One is about the human voice in natural acoustics, pageantry, choirs and bells. "A Royal Christmas" is pure entertainment. Every sound is mediated through a massive sound system, and it is a patchwork of showy performances by Bocelli (who sings sacred arias and carols -- sometimes with added Italian verses -- for the first time in the U.S.) and Graves (doing carols, not opera), excerpts from the ballet "The Nutcracker" with a United Nations cast of dancers, and choral holiday music.

"(My) fees as orchestra leader will certainly help -- times are tough right now for freelancers in London, and my wife and I are just buying a little flat in the country," says orchestra concertmaster John Bradbury.

The orchestra is actually two ensembles: the high-end Royal Philharmonic Orchestra, and freelancers from its "pops" ensemble, the Concert Orchestra.
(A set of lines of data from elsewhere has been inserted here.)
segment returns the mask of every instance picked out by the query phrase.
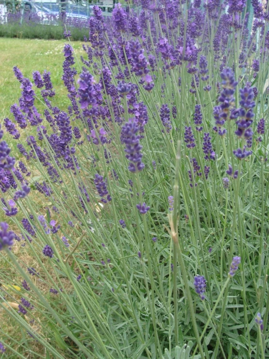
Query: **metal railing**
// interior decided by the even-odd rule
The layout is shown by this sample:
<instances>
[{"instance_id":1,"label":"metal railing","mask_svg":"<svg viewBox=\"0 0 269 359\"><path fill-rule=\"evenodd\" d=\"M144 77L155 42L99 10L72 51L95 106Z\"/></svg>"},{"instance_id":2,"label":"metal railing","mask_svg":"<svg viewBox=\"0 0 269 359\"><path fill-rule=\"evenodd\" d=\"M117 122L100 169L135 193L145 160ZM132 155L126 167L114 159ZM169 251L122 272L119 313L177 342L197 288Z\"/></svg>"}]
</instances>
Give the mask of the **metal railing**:
<instances>
[{"instance_id":1,"label":"metal railing","mask_svg":"<svg viewBox=\"0 0 269 359\"><path fill-rule=\"evenodd\" d=\"M118 2L117 1L117 2ZM43 24L57 22L85 23L98 5L104 16L111 16L116 0L0 0L0 24L31 21Z\"/></svg>"}]
</instances>

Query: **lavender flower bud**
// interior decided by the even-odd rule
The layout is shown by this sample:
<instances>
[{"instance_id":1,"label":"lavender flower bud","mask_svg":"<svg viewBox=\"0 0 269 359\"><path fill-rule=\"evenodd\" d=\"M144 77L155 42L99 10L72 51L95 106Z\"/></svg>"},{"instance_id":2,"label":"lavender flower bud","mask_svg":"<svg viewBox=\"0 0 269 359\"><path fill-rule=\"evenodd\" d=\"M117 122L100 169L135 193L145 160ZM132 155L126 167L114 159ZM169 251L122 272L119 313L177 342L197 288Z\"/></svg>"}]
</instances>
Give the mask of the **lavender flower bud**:
<instances>
[{"instance_id":1,"label":"lavender flower bud","mask_svg":"<svg viewBox=\"0 0 269 359\"><path fill-rule=\"evenodd\" d=\"M206 288L204 277L202 275L197 275L194 277L193 284L195 288L195 291L198 294L199 294L201 299L203 300L205 298L203 293L205 291L205 288Z\"/></svg>"},{"instance_id":2,"label":"lavender flower bud","mask_svg":"<svg viewBox=\"0 0 269 359\"><path fill-rule=\"evenodd\" d=\"M138 128L136 124L130 120L121 128L121 141L126 145L124 151L126 158L130 161L128 170L130 172L139 172L145 167L141 159L142 146L139 143L140 137L136 135Z\"/></svg>"},{"instance_id":3,"label":"lavender flower bud","mask_svg":"<svg viewBox=\"0 0 269 359\"><path fill-rule=\"evenodd\" d=\"M230 267L230 272L229 272L229 275L230 277L233 277L235 274L235 272L237 270L239 265L241 262L241 258L238 256L234 257L233 261Z\"/></svg>"},{"instance_id":4,"label":"lavender flower bud","mask_svg":"<svg viewBox=\"0 0 269 359\"><path fill-rule=\"evenodd\" d=\"M52 258L53 256L54 252L52 249L50 247L49 244L46 244L42 250L42 253L44 256L47 257L50 257L50 258Z\"/></svg>"},{"instance_id":5,"label":"lavender flower bud","mask_svg":"<svg viewBox=\"0 0 269 359\"><path fill-rule=\"evenodd\" d=\"M46 233L47 234L49 234L50 233L50 228L48 227L48 225L47 224L46 220L45 219L45 217L44 217L44 216L41 215L40 216L38 216L38 218L39 222L40 222L40 224L44 228L45 233Z\"/></svg>"},{"instance_id":6,"label":"lavender flower bud","mask_svg":"<svg viewBox=\"0 0 269 359\"><path fill-rule=\"evenodd\" d=\"M4 247L11 247L13 244L15 234L13 231L7 230L8 224L6 222L0 222L0 251Z\"/></svg>"},{"instance_id":7,"label":"lavender flower bud","mask_svg":"<svg viewBox=\"0 0 269 359\"><path fill-rule=\"evenodd\" d=\"M169 210L171 212L174 209L174 197L173 196L168 197L168 203L169 203Z\"/></svg>"},{"instance_id":8,"label":"lavender flower bud","mask_svg":"<svg viewBox=\"0 0 269 359\"><path fill-rule=\"evenodd\" d=\"M118 222L121 227L122 227L123 228L125 228L126 226L126 224L123 220L119 220Z\"/></svg>"},{"instance_id":9,"label":"lavender flower bud","mask_svg":"<svg viewBox=\"0 0 269 359\"><path fill-rule=\"evenodd\" d=\"M262 316L260 313L257 313L257 315L255 317L255 321L258 325L258 326L260 327L261 330L263 329L263 321L262 319Z\"/></svg>"}]
</instances>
"We know we're not playing Mahler, but we give it our best," Bradbury says. "You get stability from the regular orchestra members, and enthusiasm and focus from the freelance members, who all want to be invited back."

For the singers, the compensation is less an appeal. "I actually make less doing this than if I was home teaching voice and piano in Brooklyn these two weeks," says Westminster alum and soprano Wendy Butler, "but it's novel to be backing singers with voices that inspire."

Will highly trained classical performers benefit by adding a Bocelli tour to their résumé? Bocelli, who possesses a warm, large and naturally emotive voice, but doesn't have the technical command or nuance that extended opera performance demands, presents a perpetual dilemma: Pop critics avoid him because he's too highly trained; classical critics avoid him because he's not trained enough. Even Bocelli's modesty and sincerity have not yet bridged the gap, though his fan base is huge.

"You notice certain, uh, pedagogical things about his singing, but the natural beauty of his voice is phenomenal," says Butler. All choristers were impressed, Thomas says, when Bocelli, delayed by flight troubles in Italy, arrived late for a dress rehearsal last week in Atlantic City.

He walked off the plane, onto the stage and, in jeans and without rehearsal or warm-up, sang three songs for an audience that had waited three hours for him," says Thomas. "I have great respect for him."